Matteo langsung tidak menyia-nyiakan kesempatan, begitu mendengar suara Bella yang sedang berbicara dengannya membuatnya langsung menghampiri wanita hamil itu dengan wajah yang berseri. Matteo bahkan langsung duduk disamping Bella yang memang sedang asyik memakan buah mangga sambil menonton food vlogger dari youtube.
"Kau baru pulang?
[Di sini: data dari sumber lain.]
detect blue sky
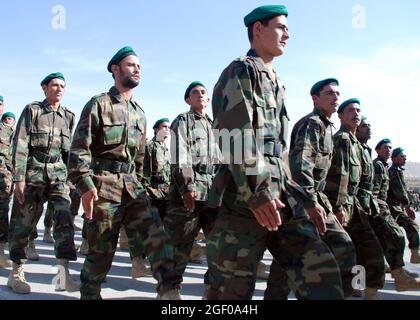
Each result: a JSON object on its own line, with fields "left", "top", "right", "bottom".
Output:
{"left": 1, "top": 0, "right": 420, "bottom": 161}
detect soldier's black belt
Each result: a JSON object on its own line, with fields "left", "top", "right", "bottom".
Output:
{"left": 93, "top": 158, "right": 135, "bottom": 174}
{"left": 263, "top": 141, "right": 282, "bottom": 158}
{"left": 359, "top": 181, "right": 374, "bottom": 191}
{"left": 314, "top": 180, "right": 326, "bottom": 192}
{"left": 194, "top": 163, "right": 214, "bottom": 174}
{"left": 348, "top": 185, "right": 359, "bottom": 196}
{"left": 31, "top": 150, "right": 62, "bottom": 164}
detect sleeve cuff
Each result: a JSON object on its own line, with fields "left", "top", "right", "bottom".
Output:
{"left": 77, "top": 176, "right": 96, "bottom": 195}
{"left": 13, "top": 175, "right": 25, "bottom": 182}
{"left": 246, "top": 188, "right": 274, "bottom": 209}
Oh maaf aku pikir Kendrick." Bella buru-buru membereskan semua peralatan makan dan iPad-nya begitu tau bahwa orang yang ia pikir Kendrick adalah Matteo, pria yang paling tidak ingin ia jumpai.
Wajah bahagia Matteo sirna seketika begitu mendengar jawaban Bella, huh ia sudah salah sangka, lagipula mana mungkin Bella dengan mudah mau kembali berbicara dengannya hanya karna semua bunga, buku, parfum, dan segala hal yang sudah ia belikan untuk Bella.
"Duduklah, biar aku yang pergi, kau bisa melanjutkan makanmu." Matteo menahan lengan Bella dengan pelan begitu wanita hamil itu akan bangkit berdiri, ia lantas langsung berdiri dan berjalan meninggalkan dapur, rasa laparnya hilang begitu saja, ia sudah tidak bernapsu, tapi tak apa setidaknya ia sudah bisa melihat wajah Bella dan memastikan bahwa wanita itu dan bayi mereka baik-baik saja.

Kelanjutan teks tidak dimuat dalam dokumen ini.